New moms hardly have time to shower and sleep, let alone head to the gym or spend the morning in Crow Pose and Savasana. Exercise isn't the top priority--and that's the way it should be--but having a little one doesn't mean you have to completely stop fitting a strength move here or there into your day.

You just have to get creative.

"Change the way you view a 'workout;' exercise will be different now that there are kids in the mix," shares Tatum Rebelle, who specializes in pre and postnatal fitness and is the owner of Total Mommy Fitness. "if you wait until you can get back to your old routine, you will be waiting forever."
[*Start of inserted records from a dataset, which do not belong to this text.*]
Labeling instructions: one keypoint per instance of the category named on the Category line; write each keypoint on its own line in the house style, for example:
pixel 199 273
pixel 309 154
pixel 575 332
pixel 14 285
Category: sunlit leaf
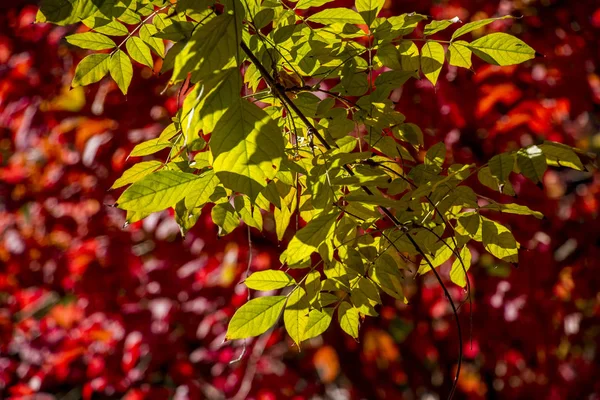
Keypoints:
pixel 90 70
pixel 432 59
pixel 247 148
pixel 136 172
pixel 91 41
pixel 348 318
pixel 460 266
pixel 139 51
pixel 501 49
pixel 268 280
pixel 121 70
pixel 471 26
pixel 337 15
pixel 295 316
pixel 255 317
pixel 157 191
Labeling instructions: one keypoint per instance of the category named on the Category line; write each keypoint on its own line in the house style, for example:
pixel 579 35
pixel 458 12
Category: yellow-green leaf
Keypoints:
pixel 437 26
pixel 386 273
pixel 436 155
pixel 247 147
pixel 409 56
pixel 501 49
pixel 211 47
pixel 459 54
pixel 365 296
pixel 336 15
pixel 135 173
pixel 308 239
pixel 471 26
pixel 269 280
pixel 149 147
pixel 157 191
pixel 458 271
pixel 91 41
pixel 369 9
pixel 561 156
pixel 146 34
pixel 501 165
pixel 295 316
pixel 139 51
pixel 318 322
pixel 348 318
pixel 225 217
pixel 203 188
pixel 499 241
pixel 304 4
pixel 255 317
pixel 532 163
pixel 432 59
pixel 121 70
pixel 513 209
pixel 90 70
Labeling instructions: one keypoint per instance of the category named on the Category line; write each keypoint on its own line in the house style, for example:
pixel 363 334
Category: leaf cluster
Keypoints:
pixel 289 118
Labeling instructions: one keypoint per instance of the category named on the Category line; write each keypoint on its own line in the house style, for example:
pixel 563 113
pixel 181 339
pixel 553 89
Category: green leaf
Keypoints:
pixel 106 26
pixel 308 239
pixel 409 56
pixel 318 322
pixel 369 9
pixel 66 12
pixel 203 189
pixel 459 54
pixel 269 280
pixel 304 4
pixel 90 70
pixel 486 178
pixel 501 166
pixel 532 163
pixel 312 285
pixel 211 48
pixel 365 296
pixel 458 271
pixel 255 317
pixel 501 49
pixel 348 318
pixel 498 241
pixel 440 256
pixel 135 173
pixel 436 155
pixel 337 15
pixel 157 191
pixel 149 147
pixel 471 26
pixel 437 26
pixel 139 51
pixel 295 316
pixel 121 70
pixel 432 59
pixel 147 32
pixel 513 209
pixel 561 156
pixel 247 147
pixel 208 101
pixel 386 274
pixel 402 25
pixel 249 214
pixel 225 217
pixel 185 218
pixel 91 41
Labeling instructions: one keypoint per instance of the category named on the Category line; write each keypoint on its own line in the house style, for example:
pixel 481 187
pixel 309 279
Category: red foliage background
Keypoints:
pixel 90 309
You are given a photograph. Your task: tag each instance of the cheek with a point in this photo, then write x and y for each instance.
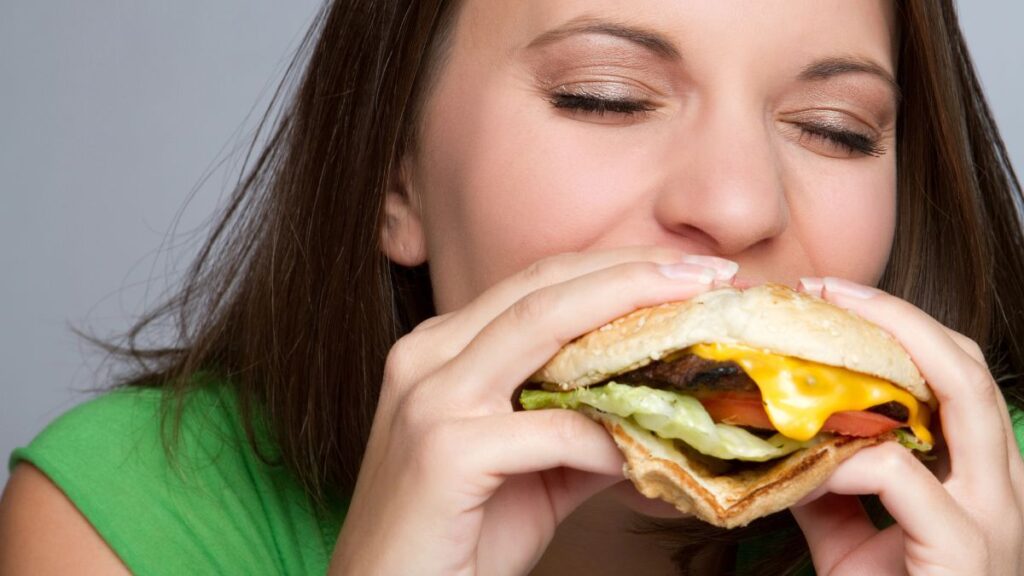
(846, 217)
(513, 182)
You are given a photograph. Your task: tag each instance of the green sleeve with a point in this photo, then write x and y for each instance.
(209, 505)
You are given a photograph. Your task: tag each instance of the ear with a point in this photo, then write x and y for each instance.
(402, 238)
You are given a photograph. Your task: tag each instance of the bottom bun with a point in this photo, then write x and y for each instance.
(730, 500)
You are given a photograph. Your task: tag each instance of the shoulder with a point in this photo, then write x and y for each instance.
(36, 520)
(176, 488)
(1017, 418)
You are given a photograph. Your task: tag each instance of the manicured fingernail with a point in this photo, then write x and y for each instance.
(845, 287)
(811, 286)
(724, 270)
(689, 273)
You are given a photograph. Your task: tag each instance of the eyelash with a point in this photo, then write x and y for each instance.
(846, 139)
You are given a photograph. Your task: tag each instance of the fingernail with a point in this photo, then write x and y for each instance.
(689, 273)
(845, 287)
(724, 270)
(811, 285)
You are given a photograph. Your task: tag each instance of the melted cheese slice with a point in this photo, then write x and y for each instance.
(800, 395)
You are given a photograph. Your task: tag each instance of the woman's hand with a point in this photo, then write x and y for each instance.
(971, 521)
(453, 481)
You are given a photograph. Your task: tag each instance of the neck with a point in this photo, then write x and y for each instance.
(601, 537)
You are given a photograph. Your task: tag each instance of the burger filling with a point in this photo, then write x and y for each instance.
(735, 403)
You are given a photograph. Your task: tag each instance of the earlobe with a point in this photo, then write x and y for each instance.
(401, 234)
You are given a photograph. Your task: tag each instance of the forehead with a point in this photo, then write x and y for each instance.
(709, 35)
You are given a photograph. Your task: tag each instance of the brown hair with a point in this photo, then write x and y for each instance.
(292, 300)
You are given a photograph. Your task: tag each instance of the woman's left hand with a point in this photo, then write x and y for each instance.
(971, 520)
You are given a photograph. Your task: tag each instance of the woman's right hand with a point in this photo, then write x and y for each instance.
(453, 481)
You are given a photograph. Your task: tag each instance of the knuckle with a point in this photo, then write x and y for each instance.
(895, 461)
(566, 426)
(531, 307)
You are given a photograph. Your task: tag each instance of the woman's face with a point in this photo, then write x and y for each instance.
(760, 132)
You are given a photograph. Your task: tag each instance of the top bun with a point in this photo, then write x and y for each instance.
(769, 317)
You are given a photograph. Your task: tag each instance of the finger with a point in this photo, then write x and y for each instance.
(509, 350)
(919, 503)
(461, 326)
(964, 387)
(837, 528)
(834, 525)
(532, 442)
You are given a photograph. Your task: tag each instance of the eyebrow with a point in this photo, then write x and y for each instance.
(837, 66)
(648, 39)
(823, 69)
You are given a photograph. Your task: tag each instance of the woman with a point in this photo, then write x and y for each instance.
(638, 156)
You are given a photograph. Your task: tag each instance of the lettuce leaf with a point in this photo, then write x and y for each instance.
(672, 416)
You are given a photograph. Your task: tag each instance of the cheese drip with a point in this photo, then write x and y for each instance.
(799, 396)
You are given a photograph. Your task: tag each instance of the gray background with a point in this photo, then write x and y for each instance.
(111, 114)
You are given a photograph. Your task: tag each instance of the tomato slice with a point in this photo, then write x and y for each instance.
(745, 409)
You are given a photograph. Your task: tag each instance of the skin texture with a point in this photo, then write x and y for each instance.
(719, 164)
(716, 165)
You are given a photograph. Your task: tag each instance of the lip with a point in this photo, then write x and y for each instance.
(743, 283)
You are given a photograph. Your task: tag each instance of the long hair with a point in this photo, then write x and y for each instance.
(292, 301)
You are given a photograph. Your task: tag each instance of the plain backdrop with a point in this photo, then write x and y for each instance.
(111, 115)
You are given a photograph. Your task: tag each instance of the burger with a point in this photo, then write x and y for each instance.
(736, 404)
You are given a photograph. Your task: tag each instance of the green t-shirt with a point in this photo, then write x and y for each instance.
(215, 507)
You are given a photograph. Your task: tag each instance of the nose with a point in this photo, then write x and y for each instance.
(723, 187)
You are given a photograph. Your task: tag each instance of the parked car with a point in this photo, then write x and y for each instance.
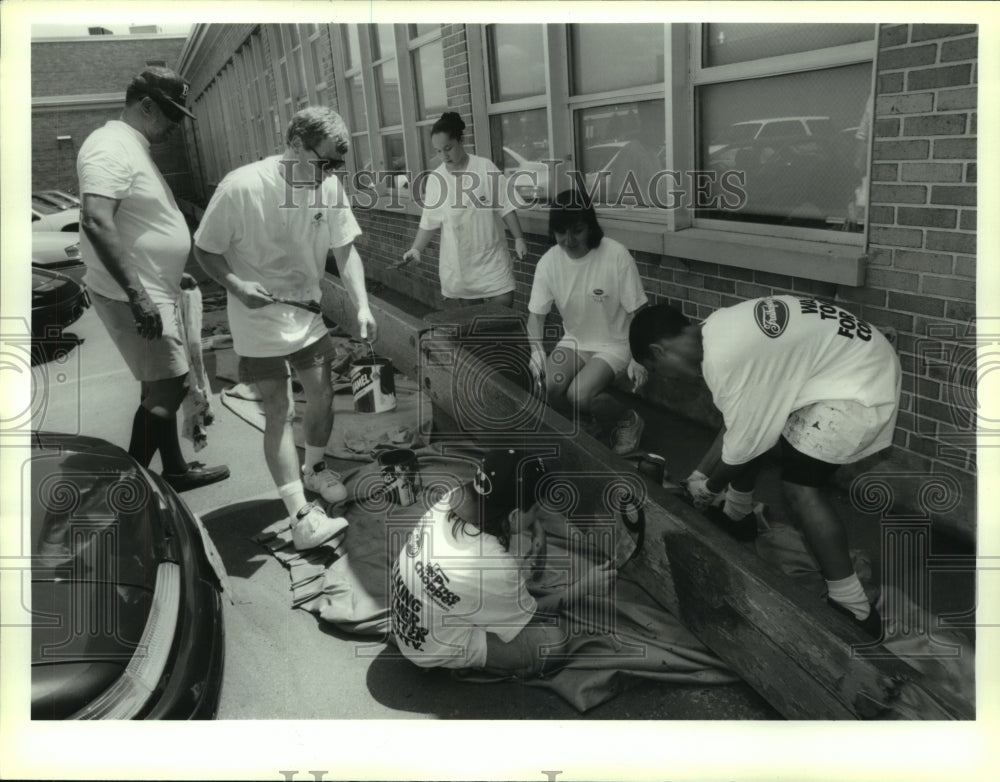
(531, 177)
(57, 198)
(750, 130)
(126, 590)
(45, 217)
(56, 301)
(806, 181)
(55, 249)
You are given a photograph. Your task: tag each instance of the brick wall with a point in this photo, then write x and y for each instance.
(96, 65)
(103, 65)
(921, 276)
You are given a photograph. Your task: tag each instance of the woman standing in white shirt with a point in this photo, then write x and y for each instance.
(464, 197)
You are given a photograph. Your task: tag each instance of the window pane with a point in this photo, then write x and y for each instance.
(316, 55)
(384, 42)
(613, 56)
(428, 74)
(352, 46)
(516, 61)
(729, 43)
(793, 138)
(359, 114)
(395, 159)
(387, 92)
(520, 147)
(416, 30)
(620, 148)
(279, 45)
(362, 158)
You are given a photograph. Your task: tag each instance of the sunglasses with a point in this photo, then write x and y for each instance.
(326, 165)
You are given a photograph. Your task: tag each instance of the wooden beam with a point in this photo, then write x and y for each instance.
(804, 658)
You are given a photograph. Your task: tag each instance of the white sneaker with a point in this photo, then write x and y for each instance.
(324, 482)
(625, 437)
(312, 527)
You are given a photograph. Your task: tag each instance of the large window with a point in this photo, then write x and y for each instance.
(756, 128)
(781, 113)
(518, 107)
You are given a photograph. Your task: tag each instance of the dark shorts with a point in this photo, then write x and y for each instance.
(802, 469)
(254, 369)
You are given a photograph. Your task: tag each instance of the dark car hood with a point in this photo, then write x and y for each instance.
(95, 515)
(98, 535)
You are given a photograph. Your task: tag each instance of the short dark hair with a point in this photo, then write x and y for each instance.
(661, 321)
(451, 123)
(569, 208)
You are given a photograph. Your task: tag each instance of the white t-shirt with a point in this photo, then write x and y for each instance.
(449, 591)
(594, 294)
(765, 358)
(279, 236)
(114, 162)
(468, 207)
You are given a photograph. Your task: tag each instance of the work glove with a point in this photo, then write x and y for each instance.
(637, 374)
(697, 486)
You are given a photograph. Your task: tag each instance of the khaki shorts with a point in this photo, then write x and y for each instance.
(254, 369)
(617, 357)
(835, 432)
(147, 359)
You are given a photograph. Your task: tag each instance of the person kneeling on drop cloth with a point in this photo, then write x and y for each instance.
(459, 594)
(795, 371)
(595, 285)
(265, 237)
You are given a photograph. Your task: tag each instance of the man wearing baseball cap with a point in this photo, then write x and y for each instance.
(459, 593)
(135, 243)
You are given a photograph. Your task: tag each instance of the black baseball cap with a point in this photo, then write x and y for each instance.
(165, 87)
(506, 479)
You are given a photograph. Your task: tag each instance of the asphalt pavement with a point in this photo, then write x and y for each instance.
(287, 664)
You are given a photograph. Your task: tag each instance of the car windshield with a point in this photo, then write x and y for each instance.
(43, 206)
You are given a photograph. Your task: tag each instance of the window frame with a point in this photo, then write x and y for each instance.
(824, 255)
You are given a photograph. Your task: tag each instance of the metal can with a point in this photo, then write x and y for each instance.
(653, 466)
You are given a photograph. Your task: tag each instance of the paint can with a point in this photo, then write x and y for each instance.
(400, 475)
(373, 385)
(653, 466)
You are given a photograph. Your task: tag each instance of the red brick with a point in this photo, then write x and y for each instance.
(934, 263)
(942, 76)
(901, 150)
(955, 148)
(925, 32)
(896, 237)
(931, 172)
(914, 103)
(952, 241)
(892, 280)
(920, 305)
(898, 194)
(962, 98)
(935, 125)
(885, 172)
(927, 218)
(965, 49)
(965, 266)
(889, 82)
(893, 35)
(948, 286)
(907, 57)
(960, 195)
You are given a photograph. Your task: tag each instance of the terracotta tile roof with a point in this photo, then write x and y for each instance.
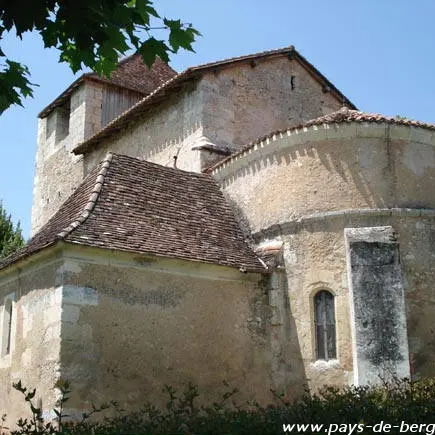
(344, 115)
(178, 81)
(131, 73)
(133, 205)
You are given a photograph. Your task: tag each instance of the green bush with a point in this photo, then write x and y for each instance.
(410, 402)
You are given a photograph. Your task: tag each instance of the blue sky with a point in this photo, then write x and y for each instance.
(379, 53)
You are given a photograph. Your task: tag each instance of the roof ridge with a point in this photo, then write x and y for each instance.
(93, 198)
(342, 115)
(191, 72)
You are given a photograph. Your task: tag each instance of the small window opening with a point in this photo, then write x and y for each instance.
(7, 327)
(325, 325)
(62, 124)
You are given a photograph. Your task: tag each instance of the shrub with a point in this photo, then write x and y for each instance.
(394, 402)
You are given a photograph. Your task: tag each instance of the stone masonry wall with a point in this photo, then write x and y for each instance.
(58, 172)
(228, 108)
(133, 329)
(329, 169)
(243, 103)
(35, 334)
(304, 188)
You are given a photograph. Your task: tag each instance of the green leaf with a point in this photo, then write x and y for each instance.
(152, 48)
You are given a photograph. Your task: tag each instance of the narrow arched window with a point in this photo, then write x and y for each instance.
(325, 325)
(7, 327)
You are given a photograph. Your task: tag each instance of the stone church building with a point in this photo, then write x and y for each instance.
(240, 221)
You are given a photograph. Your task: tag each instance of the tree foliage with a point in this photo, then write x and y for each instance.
(87, 33)
(10, 237)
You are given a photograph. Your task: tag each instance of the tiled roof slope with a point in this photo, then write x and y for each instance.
(133, 205)
(131, 73)
(344, 115)
(177, 81)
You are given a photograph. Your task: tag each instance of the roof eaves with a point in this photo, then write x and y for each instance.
(62, 97)
(328, 86)
(343, 115)
(118, 122)
(93, 198)
(191, 72)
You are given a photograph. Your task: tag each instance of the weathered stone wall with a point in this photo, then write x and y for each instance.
(228, 108)
(305, 188)
(58, 172)
(245, 102)
(171, 128)
(380, 342)
(315, 259)
(35, 337)
(331, 168)
(132, 326)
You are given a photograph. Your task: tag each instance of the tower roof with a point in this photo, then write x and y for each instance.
(131, 73)
(132, 205)
(343, 115)
(178, 81)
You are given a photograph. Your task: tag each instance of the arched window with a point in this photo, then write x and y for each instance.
(7, 328)
(325, 325)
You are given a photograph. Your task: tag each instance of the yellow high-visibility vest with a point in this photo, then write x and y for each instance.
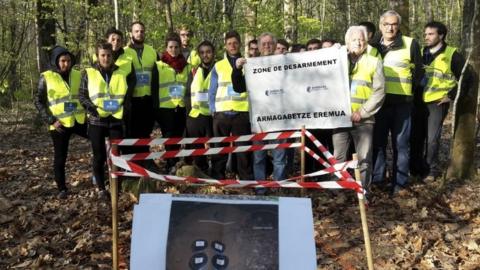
(373, 51)
(171, 93)
(194, 59)
(143, 69)
(101, 92)
(123, 61)
(226, 98)
(397, 67)
(199, 92)
(440, 78)
(62, 98)
(361, 79)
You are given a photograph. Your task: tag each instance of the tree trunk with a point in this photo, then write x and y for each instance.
(290, 20)
(428, 10)
(462, 165)
(251, 17)
(168, 15)
(45, 34)
(323, 18)
(401, 6)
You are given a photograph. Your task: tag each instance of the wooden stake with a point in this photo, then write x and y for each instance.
(363, 216)
(114, 197)
(302, 155)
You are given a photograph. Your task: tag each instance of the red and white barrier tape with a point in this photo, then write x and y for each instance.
(208, 151)
(136, 170)
(339, 171)
(203, 140)
(331, 159)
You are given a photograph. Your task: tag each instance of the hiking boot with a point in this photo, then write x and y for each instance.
(103, 194)
(399, 191)
(429, 179)
(63, 194)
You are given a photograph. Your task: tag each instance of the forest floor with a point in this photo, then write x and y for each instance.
(431, 226)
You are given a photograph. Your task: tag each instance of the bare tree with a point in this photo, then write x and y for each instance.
(45, 33)
(463, 149)
(290, 20)
(401, 6)
(251, 17)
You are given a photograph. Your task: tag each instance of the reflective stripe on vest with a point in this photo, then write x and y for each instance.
(99, 92)
(227, 99)
(373, 51)
(143, 69)
(59, 92)
(440, 78)
(199, 92)
(361, 79)
(124, 63)
(397, 67)
(171, 86)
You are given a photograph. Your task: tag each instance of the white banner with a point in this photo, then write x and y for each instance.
(309, 88)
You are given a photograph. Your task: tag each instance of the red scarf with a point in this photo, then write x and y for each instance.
(177, 63)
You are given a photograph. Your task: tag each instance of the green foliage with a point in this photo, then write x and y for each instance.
(81, 23)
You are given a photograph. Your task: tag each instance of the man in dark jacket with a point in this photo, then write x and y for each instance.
(58, 104)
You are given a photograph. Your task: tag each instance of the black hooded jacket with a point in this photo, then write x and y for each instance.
(41, 99)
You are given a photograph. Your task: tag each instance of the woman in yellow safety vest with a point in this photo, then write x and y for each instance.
(103, 93)
(367, 92)
(169, 98)
(58, 104)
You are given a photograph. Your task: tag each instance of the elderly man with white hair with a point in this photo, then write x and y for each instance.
(266, 45)
(366, 95)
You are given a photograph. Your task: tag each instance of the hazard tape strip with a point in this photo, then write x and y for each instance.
(136, 170)
(339, 171)
(208, 151)
(203, 140)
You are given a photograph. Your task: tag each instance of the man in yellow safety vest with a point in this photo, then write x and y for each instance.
(143, 57)
(366, 96)
(402, 66)
(443, 67)
(58, 104)
(229, 108)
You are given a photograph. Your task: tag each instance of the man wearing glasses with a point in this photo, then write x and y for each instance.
(190, 54)
(402, 64)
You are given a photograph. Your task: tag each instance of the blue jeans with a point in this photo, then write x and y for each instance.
(394, 119)
(279, 163)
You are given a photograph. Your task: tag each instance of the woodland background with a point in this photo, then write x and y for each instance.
(29, 28)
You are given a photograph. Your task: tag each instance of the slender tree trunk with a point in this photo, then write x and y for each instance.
(462, 165)
(323, 18)
(428, 10)
(45, 34)
(168, 15)
(401, 6)
(290, 20)
(251, 17)
(115, 5)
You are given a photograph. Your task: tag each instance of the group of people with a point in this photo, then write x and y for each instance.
(396, 88)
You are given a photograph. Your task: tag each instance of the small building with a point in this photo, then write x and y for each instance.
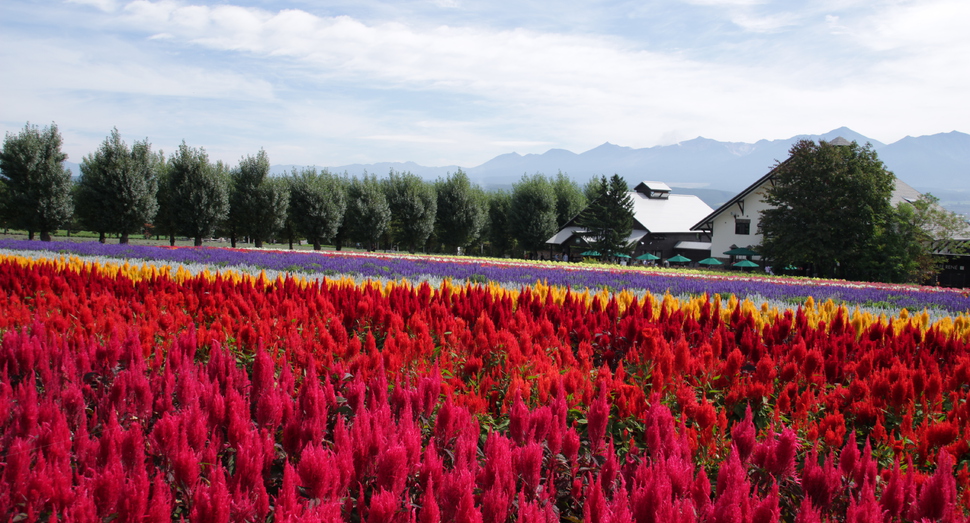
(735, 224)
(661, 225)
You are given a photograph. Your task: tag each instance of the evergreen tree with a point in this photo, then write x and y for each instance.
(197, 193)
(257, 202)
(608, 220)
(497, 229)
(37, 195)
(828, 205)
(533, 212)
(414, 205)
(317, 204)
(461, 211)
(117, 189)
(570, 199)
(368, 214)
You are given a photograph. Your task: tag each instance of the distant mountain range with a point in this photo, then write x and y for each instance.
(715, 171)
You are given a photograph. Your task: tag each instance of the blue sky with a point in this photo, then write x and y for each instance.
(457, 82)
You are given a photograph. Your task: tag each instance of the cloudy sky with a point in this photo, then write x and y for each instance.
(457, 82)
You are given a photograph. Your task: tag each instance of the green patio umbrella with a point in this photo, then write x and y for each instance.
(740, 251)
(745, 264)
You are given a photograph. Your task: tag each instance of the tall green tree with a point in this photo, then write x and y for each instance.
(533, 212)
(608, 219)
(197, 192)
(118, 186)
(257, 202)
(317, 204)
(461, 211)
(368, 214)
(37, 194)
(497, 228)
(570, 199)
(828, 203)
(414, 206)
(923, 232)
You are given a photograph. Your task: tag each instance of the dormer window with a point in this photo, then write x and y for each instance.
(742, 226)
(653, 190)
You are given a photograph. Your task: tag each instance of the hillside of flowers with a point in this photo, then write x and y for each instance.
(141, 392)
(787, 292)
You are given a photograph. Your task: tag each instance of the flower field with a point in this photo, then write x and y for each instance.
(139, 392)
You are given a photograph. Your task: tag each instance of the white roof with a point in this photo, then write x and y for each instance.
(902, 192)
(565, 234)
(675, 213)
(694, 246)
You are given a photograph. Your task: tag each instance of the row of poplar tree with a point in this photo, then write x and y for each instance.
(124, 190)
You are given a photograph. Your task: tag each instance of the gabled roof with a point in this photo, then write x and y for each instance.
(901, 192)
(672, 213)
(675, 213)
(707, 223)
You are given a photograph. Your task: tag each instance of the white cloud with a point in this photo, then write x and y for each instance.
(341, 89)
(408, 138)
(937, 24)
(104, 5)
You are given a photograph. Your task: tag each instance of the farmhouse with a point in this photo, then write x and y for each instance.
(735, 224)
(661, 225)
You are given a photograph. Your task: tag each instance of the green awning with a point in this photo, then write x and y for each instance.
(740, 251)
(745, 264)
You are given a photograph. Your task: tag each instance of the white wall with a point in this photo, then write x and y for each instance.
(723, 236)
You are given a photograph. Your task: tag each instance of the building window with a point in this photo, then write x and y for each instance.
(742, 226)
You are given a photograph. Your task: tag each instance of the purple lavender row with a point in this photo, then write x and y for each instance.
(394, 267)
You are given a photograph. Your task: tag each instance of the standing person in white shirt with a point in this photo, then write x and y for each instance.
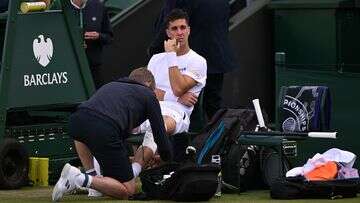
(180, 75)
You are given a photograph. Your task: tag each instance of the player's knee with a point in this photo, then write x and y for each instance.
(170, 125)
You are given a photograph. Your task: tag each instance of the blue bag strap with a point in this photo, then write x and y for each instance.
(211, 141)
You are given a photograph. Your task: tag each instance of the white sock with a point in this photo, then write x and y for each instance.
(83, 180)
(136, 169)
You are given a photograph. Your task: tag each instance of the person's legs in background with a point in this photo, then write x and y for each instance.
(212, 93)
(97, 77)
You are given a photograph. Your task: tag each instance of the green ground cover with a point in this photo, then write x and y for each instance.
(43, 194)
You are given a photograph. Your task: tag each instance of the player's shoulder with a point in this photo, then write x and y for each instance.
(157, 56)
(197, 56)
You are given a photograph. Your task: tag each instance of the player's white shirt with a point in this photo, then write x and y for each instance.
(190, 64)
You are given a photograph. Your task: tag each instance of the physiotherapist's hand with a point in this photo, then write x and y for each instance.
(166, 155)
(91, 35)
(188, 99)
(159, 94)
(171, 45)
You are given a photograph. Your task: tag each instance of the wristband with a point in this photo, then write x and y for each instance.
(170, 97)
(171, 59)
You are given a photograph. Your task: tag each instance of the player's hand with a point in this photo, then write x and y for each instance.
(91, 35)
(159, 94)
(188, 99)
(171, 45)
Over the years, Rebelle has helped her clients appreciate the little moments they can fit some strength moves into their day. It is all about becoming aware of opportunities and not letting them pass by. Exercise is a great stress reliever--which new mothers may find they need in-between the endless cries and diaper changes--and can help give you an extra boost of energy when you need it.

Here are three ways Rebelle suggests sneaking in a workout as a new mom.

Include The Baby
"Tummy time for baby can be plank time for mom," suggests Rebelle. "Or, try kneeling pushups to kiss your baby's forehead." It isn't a full body strength circuit, but these little moves done over time can make a big difference. Rebelle also suggests trying yoga hip bridges. "It is great for your glutes," she notes, "and also a great obstacle for kids learning to crawl and stand."

Wait Until The Baby Is Sleeping
We promise, the baby will sleep! Taking advantage of this time can add up to a well-rounded
routine. "Even five minutes of exercise before the baby wakes up, five minutes each time the baby goes down for a nap and five minutes at bedtime will add up to at least 20-30 minutes of exercise a day," explains Rebelle. "That is all anyone needs to stay healthy and fit."

Make Everything A Workout!
Remember that part about being creative? This is where that really comes into play. "When feeding, you can do deep breathing exercises that rehab the core muscles," shares Rebelle. "When holding or calming the baby in your arms, instead of little bounces and sways, why no squat or lunge?" She even suggests a little baby-press overhead or walking lunges. Taking the baby around the block in a stroller? Power walking time it is!